The department may rely on available data like GSTR-1, auto-populated purchase data, e-way bills, etc., as also discussed in CBIC guidance.
The most important relief built into Section 62
If the taxpayer files the valid return within 30 days of service of the assessment order, the best judgment order is generally expected to be withdrawn/treated as not needed (subject to statutory conditions).
Practical advice: If you missed returns, your fastest damage-control is:
File pending returns first, then deal with notices. Non-filing almost always converts a manageable compliance issue into a demand problem.
Section 63 - Assessment of Unregistered Persons: "You Should Have Registered"
Section 63 applies when a person:
is liable to be registered but isn't, or
registration has been cancelled but tax liability exists for the relevant period.
The officer can assess tax liability on a best judgment basis.
Procedure (Rule 100 forms)
Notice is issued in FORM GST ASMT-14 stating the grounds.
A summary is served electronically in FORM GST DRC-01, and time is allowed for reply (commonly referenced as 15 days in rule-based summaries).
Order is then passed in FORM GST ASMT-15, with summary uploaded in FORM GST DRC-07.
Common triggers
E-way bill analytics showing high turnover without registration
Marketplace / TCS data trails
Survey / inspection findings
Bank/UPI trail indicators paired with supply evidence
Practical advice: If you are borderline on threshold/registration liability, document your basis (nature of supply, place of supply, turnover computation). In Section 63 matters, facts + documentation often decide outcomes as much as legal interpretation.

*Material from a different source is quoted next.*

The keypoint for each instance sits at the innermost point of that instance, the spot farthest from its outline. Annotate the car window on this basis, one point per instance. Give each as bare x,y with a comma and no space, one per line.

Section 64 - Summary Assessment: Emergency Action to Protect Revenue
Section 64 is the sharpest tool in this cluster. It allows a summary assessment when:
the officer has evidence of tax liability, and
delay may adversely affect revenue, and
prior permission of Additional/Joint Commissioner is obtained.
This is designed for urgent, protective assessment, not routine disagreements.
Order and withdrawal mechanism
Summary assessment order is issued (commonly in FORM GST ASMT-16)
The affected person can apply for withdrawal in FORM GST ASMT-17 within prescribed time (commonly referenced as 30 days), and the authority may accept/reject (ASMT-18 is referenced in rule summaries and portal FAQs)
Practical advice: Summary assessment is fast and harsh by design. If hit with it, move quickly:
1. compile facts + rebuttal,
2. file ASMT-17 (where applicable),
3. simultaneously prepare for regular proceedings (often linked to Sections 73/74 track if withdrawal is allowed and further action is recommended).
Putting It Together: The Assessment Ladder (Sections 59-64)
A simple way to view Sections 59-64:
59: You assess yourself (normal path)
60: You request help when unsure (provisional)
61: Department checks your filed story (scrutiny)
62: If you don't file at all (best judgment for non-filers)
63: If you should've registered but didn't (best judgment for unregistered)
64: If revenue is at immediate risk (summary assessment)
Compliance Checklist: How to Avoid Escalation
If you want fewer notices and smoother audits, focus on:
1. Monthly reconciliations (1 vs 3B, 2B vs ITC, RCM mapping)
2. Clean documentation for classification/valuation positions
3. Timely return filing-non-filing is the fastest route to best judgment
4. Treat scrutiny (ASMT-10) as an opportunity to close, not a fight-starter
5. If you're uncertain on rate/value, consider Section 60 instead of assumptions
Closing Note
Sections 59-64 are not merely "department powers"; they are the operating system of GST compliance. A taxpayer who understands when each assessment is triggered and how to respond procedurally can often stop a matter at the earliest stage-before it becomes a demand, appeal, or litigation.
Disclaimer: The information given in this article is solely for purpose of understanding the law. It is completely based on the interpretation of the author and cannot be constituted as a legal advise, the author of this article and Lawcrux team is not responsible for any legal issues if arises on the basis of the interpretation given above.